Childcare has also been found to be a significant factor in redundancy. Employers should be alive to the risk of indirect sex discrimination claims, if they make a female employee redundant or otherwise terminate employment essentially because of childcare issues.

Flexible working

Women are also more likely to submit flexible working requests then men. Presently, the minimum length of service required before an employee may submit a flexible working request to their employer is 26 weeks.  The Committee recommended that this becomes a “Day One” right.  This is because the current arrangements can trap women into working for the employer with whom they have managed to negotiate a reasonable working arrangement, thus impeding a more gender-equal economic recovery. The Government has also committed to making flexible working the default position as part of the Employment Bill, although the original proposal of 2019 may be reviewed given the lessons learned during the pandemic. When considering flexible working requests, employers should be alive to the risk of indirect sex discrimination claims if they refuse these to women (who tend to take on the bigger share of childcare responsibilities).

Gender pay gap

It is expected that the pandemic has widened the gender pay gap significantly. Enforcement of gender pay gap reporting requirements on employers with more than 250 employees was suspended for the 2019/2020 financial year. This decision has been criticised by the Committee who has called for it to be reinstated to help to alleviate the widening of the pay gap due to the pandemic. The pre-pandemic statistics have shown that women were already less well paid than men. For that reason, during the pandemic, they were therefore more likely to ask to be furloughed to take on the home-schooling and/or childcare responsibilities. Employers should continue gathering the relevant data for pay gap reporting and be alive to the risk of equal pay claims if they pay less to their female employees who perform equal work to their male employees.
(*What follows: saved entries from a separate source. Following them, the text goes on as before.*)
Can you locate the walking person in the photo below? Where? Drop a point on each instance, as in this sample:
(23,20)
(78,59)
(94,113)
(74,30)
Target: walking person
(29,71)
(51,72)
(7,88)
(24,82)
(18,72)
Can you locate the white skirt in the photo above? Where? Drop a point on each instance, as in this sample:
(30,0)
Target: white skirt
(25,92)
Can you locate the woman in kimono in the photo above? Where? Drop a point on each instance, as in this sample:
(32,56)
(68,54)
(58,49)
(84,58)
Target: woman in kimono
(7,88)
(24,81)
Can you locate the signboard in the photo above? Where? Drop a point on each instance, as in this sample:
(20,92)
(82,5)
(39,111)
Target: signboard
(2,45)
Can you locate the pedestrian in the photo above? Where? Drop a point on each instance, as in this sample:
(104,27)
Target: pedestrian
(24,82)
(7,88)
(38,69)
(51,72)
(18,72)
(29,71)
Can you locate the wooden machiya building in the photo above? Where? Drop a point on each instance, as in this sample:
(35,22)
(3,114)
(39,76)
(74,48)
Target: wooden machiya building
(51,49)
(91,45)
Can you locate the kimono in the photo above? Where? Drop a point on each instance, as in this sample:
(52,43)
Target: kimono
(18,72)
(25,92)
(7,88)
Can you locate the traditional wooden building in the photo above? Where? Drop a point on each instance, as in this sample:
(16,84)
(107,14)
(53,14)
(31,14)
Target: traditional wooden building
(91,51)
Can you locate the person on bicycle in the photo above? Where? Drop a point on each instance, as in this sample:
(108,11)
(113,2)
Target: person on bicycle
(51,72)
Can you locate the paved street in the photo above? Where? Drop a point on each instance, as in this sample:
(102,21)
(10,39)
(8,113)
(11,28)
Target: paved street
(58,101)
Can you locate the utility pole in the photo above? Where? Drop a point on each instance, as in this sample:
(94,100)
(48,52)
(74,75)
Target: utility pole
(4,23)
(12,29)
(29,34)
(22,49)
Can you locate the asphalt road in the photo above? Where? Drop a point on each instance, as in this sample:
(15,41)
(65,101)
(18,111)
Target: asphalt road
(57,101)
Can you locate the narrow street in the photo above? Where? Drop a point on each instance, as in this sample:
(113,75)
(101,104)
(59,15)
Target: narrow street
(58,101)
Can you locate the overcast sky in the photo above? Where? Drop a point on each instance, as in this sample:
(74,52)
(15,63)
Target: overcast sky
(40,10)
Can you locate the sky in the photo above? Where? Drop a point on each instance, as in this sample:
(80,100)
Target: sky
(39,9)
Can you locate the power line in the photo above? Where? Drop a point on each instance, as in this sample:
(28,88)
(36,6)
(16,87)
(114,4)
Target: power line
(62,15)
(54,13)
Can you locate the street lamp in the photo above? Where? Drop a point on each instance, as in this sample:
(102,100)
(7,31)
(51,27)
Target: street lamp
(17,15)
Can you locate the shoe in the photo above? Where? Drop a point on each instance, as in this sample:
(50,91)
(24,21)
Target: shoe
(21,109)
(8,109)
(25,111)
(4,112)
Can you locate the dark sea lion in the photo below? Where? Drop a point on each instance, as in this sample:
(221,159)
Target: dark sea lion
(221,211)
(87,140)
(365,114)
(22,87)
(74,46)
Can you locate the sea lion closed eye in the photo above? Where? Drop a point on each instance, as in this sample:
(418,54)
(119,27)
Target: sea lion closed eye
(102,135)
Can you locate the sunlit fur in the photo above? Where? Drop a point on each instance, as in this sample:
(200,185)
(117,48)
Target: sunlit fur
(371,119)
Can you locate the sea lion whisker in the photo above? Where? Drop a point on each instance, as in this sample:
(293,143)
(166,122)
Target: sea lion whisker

It seems therefore that, undeniably, the pandemic has had a disproportionate impact on women in the workforce which could be redressed by appropriate legislation and policy making in the long run – and has also given rise to some particular legal considerations for employers.  Employers should be alive to potential discrimination issues, whether direct or indirect, on grounds of sex or maternity and/or pregnancy in this context as well as tracking legal developments in this area in the coming year as we build back a “new normal”.